Longtemps on a cru que les autistes souffraient aussi de déficience intellectuelle. Ce qui, ont découvert les chercheurs, est en bonne partie faux. Moins d'un autiste sur cinq a une déficience intellectuelle. La grande majorité a donc une intelligence parfaitement normale, voire supérieure dans certains secteurs. Mais les préjugés sont tenaces. Résultat: moins de 10% des autistes adultes réussissent à décrocher un emploi. «Et ils trouvent rarement un emploi à la hauteur de leur intelligence», ajoute le Dr Mottron.

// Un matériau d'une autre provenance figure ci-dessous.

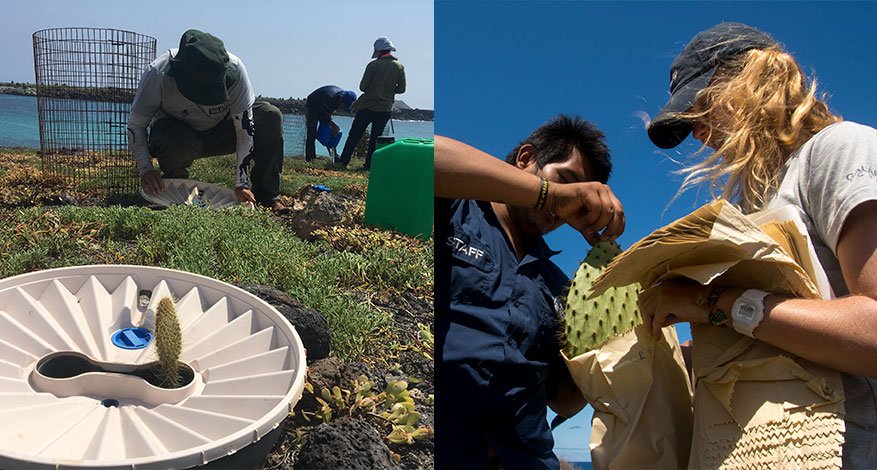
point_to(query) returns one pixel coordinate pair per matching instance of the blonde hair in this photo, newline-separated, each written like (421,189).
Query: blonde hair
(758,109)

Martin Prévost gère l'un des rares programmes d'aide à l'emploi pour les adultes TED au Québec. Depuis trois ans, il a placé une cinquantaine de clients dans toutes sortes de milieux de travail. Manoeuvre, préparateur de commandes, traducteur, conseiller en voyage, concepteur web.

Cependant, M. Prévost a dû adapter les programmes de recherche d'emploi à l'intention des handicapés à la clientèle TED, puisque les autistes ont de la difficulté non seulement à trouver un emploi, mais aussi à le garder. Action-emploi envoie donc des accompagnants au travail avec les clients pendant un certain temps, afin de concevoir des outils concrets pour que le nouvel employé comprenne bien ce qu'on attend de lui.

Par exemple, ce thermomètre pour l'humeur, qui permet à la personne TED, qui a de la difficulté à exprimer ses émotions, de montrer concrètement à ses collègues s'il est de bonne humeur aujourd'hui. Ou alors ce tableau effaçable où le patron écrit chaque jour les trois tâches prioritaires de la journée, en les numérotant et en écrivant le temps qui devrait être passé à exécuter chacune des tâches.

«Tout ce qui est sous-entendu, il faut le définir. Parfois, les gens ont de la difficulté à comprendre les proverbes, les expressions. «Tu mérites une bonne tape dans le dos», ça va être interprété au pied de la lettre. La personne va penser qu'on veut la frapper!» raconte M. Prévost.

Malheureusement, des services comme ceux qu'offre Action-emploi sont extrêmement rares à l'échelle du Québec. Jo-Ann Lauzon, porte-parole de la Fédération québécoise des troubles envahissants du développement, résume le problème en quelques mots: «Les adultes TED sont un peu beaucoup laissés pour compte au Québec.»

 

En chiffres

20%

Moins d'un autiste sur cinq a une déficience intellectuelle.

10%

Moins de 10% des autistes adultes réussissent à décrocher un emploi.

16 000

Selon le taux officiel de prévalence, il y aurait au moins 16 000 personnes atteintes de TED au Québec.